Ob die Putzfrau den Rehabilitanden gefunden hat? Wie er oder sie  wohl gestorben ist? Das Naheliegendste wäre natürlich : verhungert.  Oder vielleicht hat er sich doch einen Bruch gehoben? Denn immer nach Feierabend, wenn die Klinik nur noch in Notbesetzung läuft und unangenehme Fragen eher unwahrscheinlich sind, hört man in den Gängen urig tiefes Grollen, beängstigende Töne und schleifende Schritte, denen jeder Kryptozoologe gern nachgehen würde, wenn tief schnaubende Trainingsanzüge der Kategorie 3XL Plus kiloschwere Lidl-Tüten in die Kemenate schleppen wie dereinst Godzilla in Emmerichs Vision die Fische in seine Höhle unter New York.

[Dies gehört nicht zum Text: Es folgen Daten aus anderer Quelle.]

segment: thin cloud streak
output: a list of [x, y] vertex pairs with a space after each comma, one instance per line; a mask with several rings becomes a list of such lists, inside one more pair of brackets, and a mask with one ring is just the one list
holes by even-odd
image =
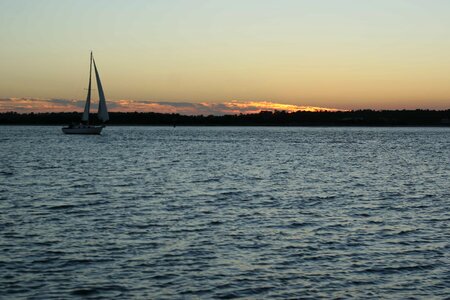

Ich könnte ja mal die Nikotinisten fragen, jene Gruppe Unbeirrbarer, die bei Wind und Wetter direkt vor dem Klinikzaun verzweifelt verschlüsselte Rauchzeichen gen Himmel senden, durch die Enigma von Philip Morris gepresste Botschaften, quasi unablässig die eigene Existenz hinterfragend, immer wieder den Schulterschluss mit Gleichgesinnten suchend: "Du auch in der Kardiologischen? Schöner Mist, was? Haste mal Feuer?" . An denen kommt keiner ungesehen vorbei. Zumindest nicht, solange keine Windstille herrscht, denn eine neutral lokale Isobarenlage kann in Bodennähe schon mal zur Doppelinhalation und tränenden Augen führen, wenn man Bad Kandahars Besonderheiten nicht respektiert.

 

Aber dafür habe ich heute keine Zeit. Im Abstand von einem gepflegten Meterfuffzich stehen wir vor der Schiebeflügeltür, die selbst vor Spannung zu zittern scheint. Das Horn der Amaltheia ist zum Greifen nah. Ich spüre die Blicke meiner Nahrungskonkurrenten kleine Löcher in meinen Rücken brennen. Gleich werden sich die Tore öffnen.  Durch die Ritzen kann ich bereits frische Brötchen riechen, meine Finger bereiten sich auf das klebrige Gefühl herrlich duftenden Honigs vor. mein Gaumen erwartet frischen heißen Kaffee.

Behäbig und zäh wie die Halsmuskeln der alten Morla klickt der Zeiger der Wanduhr einen Teilstrich weiter. Ich kneife die Augen zusammen, spanne die Waden an und bringe meine Lehne in eine aufrechte Position. Heute wird es klappen. Heute stehe ich vorne. Und, wie gesagt : ich habe Hunger.